The State of Minnesota has established a policy of locating energy facilities in an orderly manner compatible with environmental preservation, sustainable development, and efficient use of resources.  The Minnesota Public Utilities Commission is responsible for locating and permitting energy facilities in Minnesota.  When a utility or other energy developer wants to build a transmission line, power plant, wind farm or pipeline, they apply to the Commission for a permit.

The Commission has a challenging job — it must determine whether a proposed energy facility should be built, the most appropriate location for the energy facility, and appropriate conditions on its construction and operation.  To help them make the best decisions, the Commission offers several opportunities for people and agencies to provide input and feedback during the permitting process.

The Commission relies primarily on two state agencies to gather and analyze public input — the Department of Commerce (Department) and the Office of Administrative Hearings (OAH).  These agencies gather public input and develop a record of this input which is then submitted to the Commission.  The Commission uses this record to make a final permitting decision.

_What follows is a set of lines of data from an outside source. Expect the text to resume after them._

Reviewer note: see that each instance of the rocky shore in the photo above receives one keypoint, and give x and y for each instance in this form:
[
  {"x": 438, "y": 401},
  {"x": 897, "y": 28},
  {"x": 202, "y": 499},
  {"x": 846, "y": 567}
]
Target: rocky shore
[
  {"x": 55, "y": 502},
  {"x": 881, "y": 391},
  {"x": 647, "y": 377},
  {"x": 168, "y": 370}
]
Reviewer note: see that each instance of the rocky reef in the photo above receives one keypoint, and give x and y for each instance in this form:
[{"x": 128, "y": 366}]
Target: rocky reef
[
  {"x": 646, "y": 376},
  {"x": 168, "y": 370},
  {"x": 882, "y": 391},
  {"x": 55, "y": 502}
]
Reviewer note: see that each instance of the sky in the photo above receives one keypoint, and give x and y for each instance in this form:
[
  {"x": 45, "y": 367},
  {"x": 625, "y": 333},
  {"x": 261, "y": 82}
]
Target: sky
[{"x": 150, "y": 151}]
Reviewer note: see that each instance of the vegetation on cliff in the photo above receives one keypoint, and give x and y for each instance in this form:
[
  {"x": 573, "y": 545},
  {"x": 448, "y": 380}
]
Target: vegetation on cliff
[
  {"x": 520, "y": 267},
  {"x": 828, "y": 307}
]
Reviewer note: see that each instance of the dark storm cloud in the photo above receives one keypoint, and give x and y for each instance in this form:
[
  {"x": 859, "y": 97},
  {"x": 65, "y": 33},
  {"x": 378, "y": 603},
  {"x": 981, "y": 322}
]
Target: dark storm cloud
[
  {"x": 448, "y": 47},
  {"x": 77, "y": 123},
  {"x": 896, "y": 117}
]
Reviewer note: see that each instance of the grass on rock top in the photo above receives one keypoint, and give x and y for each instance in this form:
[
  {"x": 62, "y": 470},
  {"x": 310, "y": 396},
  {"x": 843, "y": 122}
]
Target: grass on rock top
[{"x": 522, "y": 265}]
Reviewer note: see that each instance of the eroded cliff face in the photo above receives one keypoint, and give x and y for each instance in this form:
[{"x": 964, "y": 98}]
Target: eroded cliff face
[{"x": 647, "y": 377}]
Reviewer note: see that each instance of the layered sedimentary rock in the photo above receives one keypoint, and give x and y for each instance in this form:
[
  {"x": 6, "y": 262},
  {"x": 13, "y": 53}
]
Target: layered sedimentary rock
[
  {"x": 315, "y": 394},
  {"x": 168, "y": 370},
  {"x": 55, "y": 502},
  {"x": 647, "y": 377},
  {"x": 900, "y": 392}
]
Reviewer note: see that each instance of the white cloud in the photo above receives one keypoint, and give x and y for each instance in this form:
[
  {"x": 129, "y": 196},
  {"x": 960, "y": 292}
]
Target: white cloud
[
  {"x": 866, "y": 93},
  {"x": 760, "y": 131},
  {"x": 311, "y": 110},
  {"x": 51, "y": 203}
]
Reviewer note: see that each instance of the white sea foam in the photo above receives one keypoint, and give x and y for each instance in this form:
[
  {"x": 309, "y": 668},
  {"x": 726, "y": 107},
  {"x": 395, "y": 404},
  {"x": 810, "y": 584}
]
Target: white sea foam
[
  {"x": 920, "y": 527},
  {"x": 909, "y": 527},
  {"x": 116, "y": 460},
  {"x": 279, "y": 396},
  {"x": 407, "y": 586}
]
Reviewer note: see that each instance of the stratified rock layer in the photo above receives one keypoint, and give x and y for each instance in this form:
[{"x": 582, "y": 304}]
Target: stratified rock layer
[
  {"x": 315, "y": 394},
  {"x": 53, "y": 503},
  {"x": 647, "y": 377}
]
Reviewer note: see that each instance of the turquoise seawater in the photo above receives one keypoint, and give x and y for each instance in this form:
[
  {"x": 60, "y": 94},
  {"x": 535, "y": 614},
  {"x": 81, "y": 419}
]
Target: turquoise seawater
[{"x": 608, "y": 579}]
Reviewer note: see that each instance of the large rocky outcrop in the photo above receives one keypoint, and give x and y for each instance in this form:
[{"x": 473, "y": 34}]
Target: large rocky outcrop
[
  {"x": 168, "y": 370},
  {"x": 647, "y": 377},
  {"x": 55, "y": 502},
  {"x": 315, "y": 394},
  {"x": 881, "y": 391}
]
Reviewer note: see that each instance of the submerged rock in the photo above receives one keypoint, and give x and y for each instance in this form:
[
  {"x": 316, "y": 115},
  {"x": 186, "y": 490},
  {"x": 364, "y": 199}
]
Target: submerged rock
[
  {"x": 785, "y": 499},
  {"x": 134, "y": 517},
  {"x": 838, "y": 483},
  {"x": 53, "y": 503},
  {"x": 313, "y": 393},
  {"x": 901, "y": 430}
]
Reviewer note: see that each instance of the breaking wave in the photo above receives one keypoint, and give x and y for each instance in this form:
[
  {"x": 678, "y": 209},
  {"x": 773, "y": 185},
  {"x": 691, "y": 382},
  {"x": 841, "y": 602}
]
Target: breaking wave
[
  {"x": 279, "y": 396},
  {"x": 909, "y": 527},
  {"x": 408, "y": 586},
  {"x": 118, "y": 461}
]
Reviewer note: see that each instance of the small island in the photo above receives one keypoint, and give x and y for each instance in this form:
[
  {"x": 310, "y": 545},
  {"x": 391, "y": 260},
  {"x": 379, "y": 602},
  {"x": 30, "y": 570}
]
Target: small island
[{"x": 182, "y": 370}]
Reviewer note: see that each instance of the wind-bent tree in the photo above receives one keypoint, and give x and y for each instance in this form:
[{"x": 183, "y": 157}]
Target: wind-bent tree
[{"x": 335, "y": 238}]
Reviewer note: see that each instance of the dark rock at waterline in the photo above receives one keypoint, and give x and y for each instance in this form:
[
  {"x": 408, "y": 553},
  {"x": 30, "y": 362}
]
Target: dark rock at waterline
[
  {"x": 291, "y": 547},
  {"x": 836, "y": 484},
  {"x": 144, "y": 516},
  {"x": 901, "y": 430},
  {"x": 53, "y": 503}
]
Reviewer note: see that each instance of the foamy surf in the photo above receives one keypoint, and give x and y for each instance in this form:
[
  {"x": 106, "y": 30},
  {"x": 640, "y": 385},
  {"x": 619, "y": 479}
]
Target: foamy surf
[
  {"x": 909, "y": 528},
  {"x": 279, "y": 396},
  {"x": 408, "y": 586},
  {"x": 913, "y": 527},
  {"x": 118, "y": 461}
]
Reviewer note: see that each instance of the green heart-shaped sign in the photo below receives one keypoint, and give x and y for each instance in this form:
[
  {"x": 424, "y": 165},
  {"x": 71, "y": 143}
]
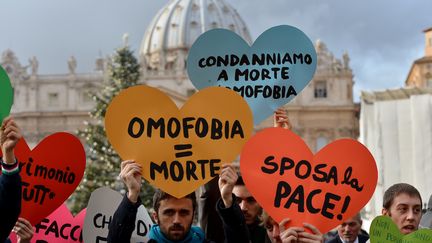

  • Department of Commerce — What Are the Facts?  The Department is responsible for conducting environmental review of proposed energy facilities.  Department staff begins the environmental review process by soliciting public input on possible alternative locations for the project and potential impacts of the project.  After soliciting this input, Department staff develops and issues an environmental review document, for example, an environmental impact statement.  The environmental review describes the project, analyzes the potential human and environmental impacts of the project and alternatives, and where potential impacts are noted, suggests measures to avoid and mitigate these impacts.  The environmental review offers an objective, comparative analysis of the potential impacts of the project and alternatives.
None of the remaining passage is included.